Ничуть не менее, однако, надо иметь в виду и другое — если бы к моменту писания письма Булгакову было что сказать нового, то ему представлялся для этого прекрасный случай («За эти годы я понял» и т. д.) И цена слов — «...глубокий скептицизм в отношении революционного процесса, происходящего в моей отсталой стране, и противупоставление ему излюбленной и Великой Эволюции» — не уменьшается, а возрастает именно в виду той особой ситуации, в которой писалось письмо. Слова эти недвусмысленно показывают, что за десять с лишним лет, протекших с первого печатного выступления Булгакова, его взгляд на перевернувшие жизнь страны события принципиальных изменений не претерпел — что резко отличило его от многих соотечественников.

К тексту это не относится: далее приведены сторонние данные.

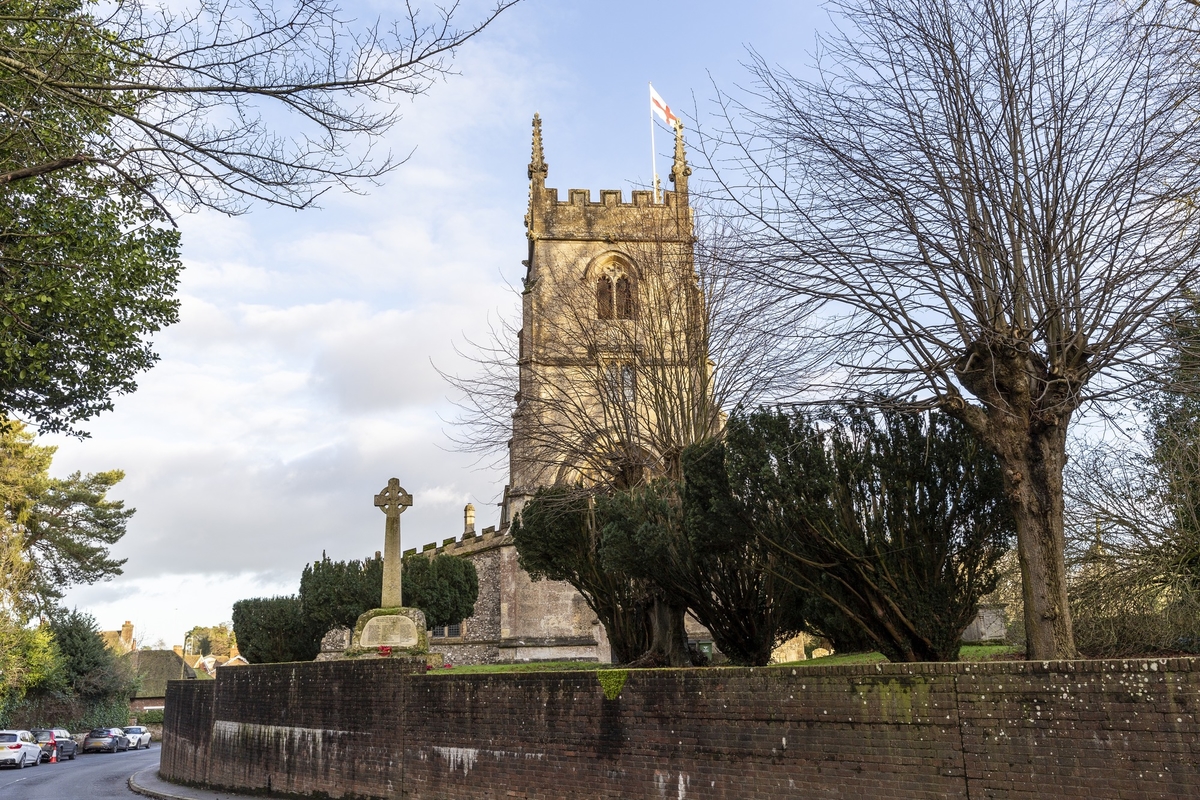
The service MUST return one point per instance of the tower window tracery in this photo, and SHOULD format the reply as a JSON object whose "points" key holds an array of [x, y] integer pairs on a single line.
{"points": [[615, 296], [604, 298]]}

В шестом разделе письма автор констатировал: «Мой литературный портрет закончен и он же есть политический портрет. Я не могу сказать, какой глубины криминал можно отыскать в нем, но я прошу об одном: за пределами его не искать ничего. Он исполнен совершенно добросовестно». А в разделе 8 просил адресата «принять во внимание, что я не политический деятель, а литератор, и что всю мою продукцию я отдал советской сцене», а также то, «что невозможность писать равносильна для меня погребению заживо». Обращаясь к «гуманности советской власти», автор просил: «меня, писателя, который не может быть полезен у себя, в отечестве, великодушно отпустить на свободу». И следующий, 11-й раздел, гласил: «Если же и то, что я написал, неубедительно, и меня обрекут на пожизненное молчание в СССР, я прошу Советское Правительство дать мне работу по специальности и командировать меня в театр на работу в качестве штатного режиссера». Автор письма пояснял: «Я именно и точно и подчеркнуто прошу о категорическом приказе о командировании, потому что все мои попытки найти работу в той единственной области, где я могу быть полезен СССР как исключительно квалифицированный специалист, потерпели полное фиаско. Мое имя сделано настолько одиозным, что предложение работы с моей стороны встретило испуг, несмотря на то, что в Москве громадному количеству актеров и режиссеров, а с ними и директорам театров, отлично известно мое виртуозное знание сцены.